I’m new to regex and I’m facing problems with the logical "or" statement. I want to find the following pattern (numbers that are connected by either "and" or "to").
I tried the following:
string = 'We need Number 3 and 41'
pattern = 'number \d+ (and|to) \d+'
print(re.findall(pattern, string.lower()))
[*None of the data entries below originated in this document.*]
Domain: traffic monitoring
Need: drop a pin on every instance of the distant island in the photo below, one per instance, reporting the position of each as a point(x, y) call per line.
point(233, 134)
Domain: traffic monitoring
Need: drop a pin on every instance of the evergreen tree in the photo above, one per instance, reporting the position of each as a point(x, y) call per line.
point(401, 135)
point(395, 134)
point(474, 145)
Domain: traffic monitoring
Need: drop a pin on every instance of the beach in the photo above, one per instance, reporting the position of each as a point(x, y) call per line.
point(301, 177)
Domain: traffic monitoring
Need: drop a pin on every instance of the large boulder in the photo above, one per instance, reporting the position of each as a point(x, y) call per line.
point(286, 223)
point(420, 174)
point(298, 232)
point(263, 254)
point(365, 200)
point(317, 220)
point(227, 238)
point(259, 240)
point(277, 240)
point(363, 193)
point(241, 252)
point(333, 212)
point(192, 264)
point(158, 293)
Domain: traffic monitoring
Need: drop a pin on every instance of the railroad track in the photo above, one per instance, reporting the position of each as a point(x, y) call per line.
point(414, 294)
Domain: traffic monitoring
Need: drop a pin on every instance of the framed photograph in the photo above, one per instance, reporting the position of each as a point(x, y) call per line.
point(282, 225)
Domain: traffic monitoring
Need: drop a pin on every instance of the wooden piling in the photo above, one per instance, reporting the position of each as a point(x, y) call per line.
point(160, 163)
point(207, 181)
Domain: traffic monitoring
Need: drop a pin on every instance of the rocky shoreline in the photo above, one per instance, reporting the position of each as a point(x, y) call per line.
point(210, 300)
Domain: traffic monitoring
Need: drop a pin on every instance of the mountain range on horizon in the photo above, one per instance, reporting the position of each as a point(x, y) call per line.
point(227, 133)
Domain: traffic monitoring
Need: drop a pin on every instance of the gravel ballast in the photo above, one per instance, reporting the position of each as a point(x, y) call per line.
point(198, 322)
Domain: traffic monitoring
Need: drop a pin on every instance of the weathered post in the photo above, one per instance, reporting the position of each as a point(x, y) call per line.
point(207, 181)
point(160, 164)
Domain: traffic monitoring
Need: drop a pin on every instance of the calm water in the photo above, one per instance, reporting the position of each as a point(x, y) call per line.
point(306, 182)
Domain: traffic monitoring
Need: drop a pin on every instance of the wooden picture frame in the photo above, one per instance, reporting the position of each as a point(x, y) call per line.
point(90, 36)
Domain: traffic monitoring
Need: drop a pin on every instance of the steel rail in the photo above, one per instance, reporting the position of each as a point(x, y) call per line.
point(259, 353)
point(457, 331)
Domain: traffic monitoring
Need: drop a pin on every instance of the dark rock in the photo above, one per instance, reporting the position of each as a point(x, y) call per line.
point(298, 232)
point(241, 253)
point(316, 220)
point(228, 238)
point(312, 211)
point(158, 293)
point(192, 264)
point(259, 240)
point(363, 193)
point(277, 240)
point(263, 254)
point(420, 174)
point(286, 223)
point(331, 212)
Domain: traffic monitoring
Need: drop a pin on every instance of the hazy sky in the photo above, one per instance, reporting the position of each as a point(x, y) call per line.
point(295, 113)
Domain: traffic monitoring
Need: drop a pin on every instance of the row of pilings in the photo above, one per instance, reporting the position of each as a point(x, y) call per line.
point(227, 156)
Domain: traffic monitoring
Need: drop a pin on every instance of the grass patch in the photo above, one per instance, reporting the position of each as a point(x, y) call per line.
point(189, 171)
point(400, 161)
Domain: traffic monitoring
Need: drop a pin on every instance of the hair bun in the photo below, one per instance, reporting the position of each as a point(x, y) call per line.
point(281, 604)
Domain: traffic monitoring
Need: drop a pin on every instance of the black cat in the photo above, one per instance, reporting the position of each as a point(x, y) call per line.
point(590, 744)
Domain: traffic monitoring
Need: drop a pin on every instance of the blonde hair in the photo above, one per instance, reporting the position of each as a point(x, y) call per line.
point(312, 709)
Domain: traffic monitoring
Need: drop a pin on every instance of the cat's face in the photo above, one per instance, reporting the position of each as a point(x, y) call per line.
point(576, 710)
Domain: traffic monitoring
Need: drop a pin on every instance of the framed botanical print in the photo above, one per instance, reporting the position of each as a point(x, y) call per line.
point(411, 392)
But what I get is not the entire string but only ['and']. Any ideas where the error is?
>Solution :
The (and|to) is a capturing group. When you print the result of re.findall, the contents of any capturing groups are printed:
>>> import re
>>> string = 'We need Number 3 and 41'
>>> pattern = 'number \d+ (and|to) \d+'
>>> re.findall(pattern, string.lower())
['and']
The function re.findall only prints the full match if there are no capturing groups. Now change to a non-capturing group and the entire match is printed:
>>> pattern = 'number \d+ (?:and|to) \d+'
>>> re.findall(pattern, string.lower())
['number 3 and 41']
If you want the entire string, add anchors and .* to extend the match to the start and end of the string:
>>> pattern = '^.*number \d+ (?:and|to) \d+.*$'
>>> re.findall(pattern, string.lower())
['we need number 3 and 41']
Note: The grouping with (?:and|to) is required otherwise the | applies to the entire left hand and right hand side of the pattern. So you are correct in using () — you just need to have the (?:) form to get the match printed as you expect.